Investigatory powers

What powers do national financial services authorities have to examine and investigate compliance? What enforcement powers do they have for compliance breaches? How is compliance examined and enforced in practice?

Both the FCA and the PRA have a number of powers to investigate and take disciplinary action against firms and individuals who breach regulatory and some legal requirements.

The FCA has significant powers of investigation and information gathering, which it can exercise against authorised firms. These powers are set out in the FSMA, and include powers to:

  • require information and documents from authorised firms and connected persons;
  • require a report on an authorised firm by a skilled person (and in some cases to appoint that person); and
  • appoint both general and specific investigators.

The FCA has a number of disciplinary and enforcement powers, the most commonly used being the ability to issue public statements and censure, and to impose financial penalties. The FCA can also:

  • vary or withdraw a firm’s regulatory permissions, and impose restrictions or suspensions on a firm’s ability to carry on regulated activities;
  • withdraw or suspend an individual’s approval, or restrict them in, or prohibit them from, performing certain functions;
  • apply to court for injunctions in connection with certain matters; and
  • prosecute certain criminal offences, including insider dealing and money laundering offences.

The FCA’s overall approach to enforcement is a strategy of ‘credible deterrence’ (ie, to deter firms or individuals being disciplined from reoffending and to deter others from making similar mistakes). The FCA has published guidance on its policies and procedures and approach to enforcement in its Decision Procedure and Penalties Manual and its Enforcement Guide. The FCA consulted on its approach to enforcement during 2018 and is expected to publish the results of its consultation and undertake a fuller review of its Enforcement Guide in due course.

The PRA has broadly the same information gathering powers as the FCA against PRA-authorised firms and connected persons, and can also require the provision of skilled persons reports (and to appoint skilled persons) and appoint investigators.

Like the FCA, the PRA has enforcement powers, although it is only able to impose penalties on PRA-authorised firms. The PRA has published statements of policy and procedures detailing how it will exercise its powers to impose financial penalties and suspensions, or impose restrictions on firms or approved persons.

Disciplinary powers

What are the powers of national financial services authorities to discipline or punish infractions? Which other bodies are responsible for criminal enforcement relating to compliance violations?

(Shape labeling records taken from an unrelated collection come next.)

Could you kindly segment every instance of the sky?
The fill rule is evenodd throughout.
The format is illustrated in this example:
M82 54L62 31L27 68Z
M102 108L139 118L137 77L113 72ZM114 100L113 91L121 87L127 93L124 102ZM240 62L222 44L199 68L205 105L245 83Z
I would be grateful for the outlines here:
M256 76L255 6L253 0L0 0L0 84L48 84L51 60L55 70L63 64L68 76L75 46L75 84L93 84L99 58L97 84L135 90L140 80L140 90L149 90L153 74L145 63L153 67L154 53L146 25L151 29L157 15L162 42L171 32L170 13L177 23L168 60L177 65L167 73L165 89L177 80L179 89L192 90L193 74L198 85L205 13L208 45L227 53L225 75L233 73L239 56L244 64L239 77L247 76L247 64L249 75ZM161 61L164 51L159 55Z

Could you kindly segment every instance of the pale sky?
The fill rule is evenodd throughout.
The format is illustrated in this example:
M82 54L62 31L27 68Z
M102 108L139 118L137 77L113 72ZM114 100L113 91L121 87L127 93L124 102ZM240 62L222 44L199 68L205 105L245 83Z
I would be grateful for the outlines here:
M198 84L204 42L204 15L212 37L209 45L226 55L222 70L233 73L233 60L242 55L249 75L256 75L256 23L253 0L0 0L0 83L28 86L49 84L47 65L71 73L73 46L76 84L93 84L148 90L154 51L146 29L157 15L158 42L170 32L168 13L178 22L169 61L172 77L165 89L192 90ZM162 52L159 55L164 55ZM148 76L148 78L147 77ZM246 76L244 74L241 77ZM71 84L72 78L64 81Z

See question 9. Various other bodies are responsible for compliance enforcement in the UK, depending on the relevant legal or regulatory requirement. For example, the Information Commissioner’s Office is the regulatory authority responsible for enforcement of breaches of UK data protection legislation, while the Office of Financial Sanctions Implementation (part of HM Treasury) enforces financial sanctions in the UK.


What tribunals adjudicate criminal and civil financial services infractions?

The FCA and PRA each have an internal decision-making process that applies in the context of enforcement action.

The FCA’s Decision Procedure and Penalties Manual provides guidance on the nature and procedure of the FCA’s Regulatory Decisions Committee, which is (in most cases) responsible for deciding whether to take enforcement action following an investigation. In August 2018, the Bank of England introduced an Enforcement Decision-Making Committee in respect of contested PRA enforcement actions.

Decisions taken by the FCA or PRA may be appealed by firms and individuals to the Tax and Chancery Chamber of the Upper Tribunal of the High Court.

A criminal prosecution brought by the FCA or PRA would be instituted in the criminal courts in England, Wales or Northern Ireland.


What are typical sanctions imposed against firms and individuals for violations? Are settlements common?

Typically, fines are levied by the PRA and FCA against firms for violations. Discounts are ordinarily applied where firms cooperate with the regulators and for early settlement. In 2018, the FCA imposed fines of approximately £60.5 million, including a fine of £32.8 million levied against Santander UK plc for governance breaches and the unfair treatment of customers in relation to serious failings in its probate and bereavement process.